Maybe it’s a sign of how streamlines work is getting, but I am unable to even open up anything work-related, even in the rare case I feel extra efficient and like I want to get a head-start. The last two weeks have seen such a surge in productivity, and I’ve gotten so much done that I am a) too wired-out to think of work on the weekend and b) left with none of those little scraps of work that once inevitably were left for the weekend.
So, there has been time to watch questionable amount of TV. To go slow on a book, read the same one all day. To binge. There have been leisurely visits to the market. Extra long afternoon naps; indulgent, home-cooked meals. Impromptu dessert runs.
Sometimes an evening walk or drink by the sea. Early dinner so we can get right back into bed and finishing watching whatever it is we each were.
I don’t have this luxury of just peacefully co-existing with too many people. the comfort of not having to fill the silence, the moments and everything in between with conversation and activities. To just be in the same room, each left to our own devices (heh, pun totally intended!).
But yesterday, we bothered to step out. And go beyond our usual, convenient spot. It’s a spot I find myself going back to at least once every monsoon.
The plan was to go out and get a drink, possibly even dinner after the sun went down. But a combination of laziness, and a rumbly tummy for VC made us wind up back home. Back into my night clothes, in bed, watching Netflix, waiting for my Chinese take out to arrive. We often talk of companionship only in terms of getting along with each other, doing things together, being a team. Such an emphasis on the doing, and not enough on the not doing. The passive, fuss-free, empty moments deserve so much more importance. It is a true luxury to realise peaceful coexistence/
Into the deep blue
Depths of a short memory
Throbbing back to life.
I tried a few new tricks this week. Actually, it’s been in the works for a few weeks now, but things really fell into place only on Monday this week,
Mostly it involved ways to focus better on work, intensify efforts in an efficient way so that I get more from less time spent staring at my computer. And. I’m afraid to admit. It seems to work. (How long I keep it up is another matter, heh.)
I’m closing the week with a surprising amount of new gigs generated, some in progress, and I even made time to visit a “food forest”, bring home some sticky buns, rush back in time to catch margaritas at happy hour with these two whom I haven’t met in what feels like months.
It was pouring cats and dogs outside, the sun was still out, we had a window seat and it the margaritas were perfect. I instinctively felt like snapping a picture.
It feels like a win on multiple counts.
I’ve been feeling terribly asocial of late. And I feel like a cloud is lifting off of me.
I’ve berated myself and my lack of efficiency for months now.
I’ve really, really struggled with how to up the ante in terms of doing more work in a given month.

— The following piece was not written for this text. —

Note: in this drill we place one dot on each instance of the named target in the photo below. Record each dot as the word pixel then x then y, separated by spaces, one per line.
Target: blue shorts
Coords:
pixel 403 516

It’s been on my mind and occupied a lot of my mental bandwidth for the last many weeks. I’ve tried to implement a lot of habits with little success. Until 2 weeks ago when I started turning my data off during work hours, muted whatsapp completely and made myself a timetable for work hours. In just one week of sticking to it, I feel like I may be onto something here. How long this lasts remains to be seen.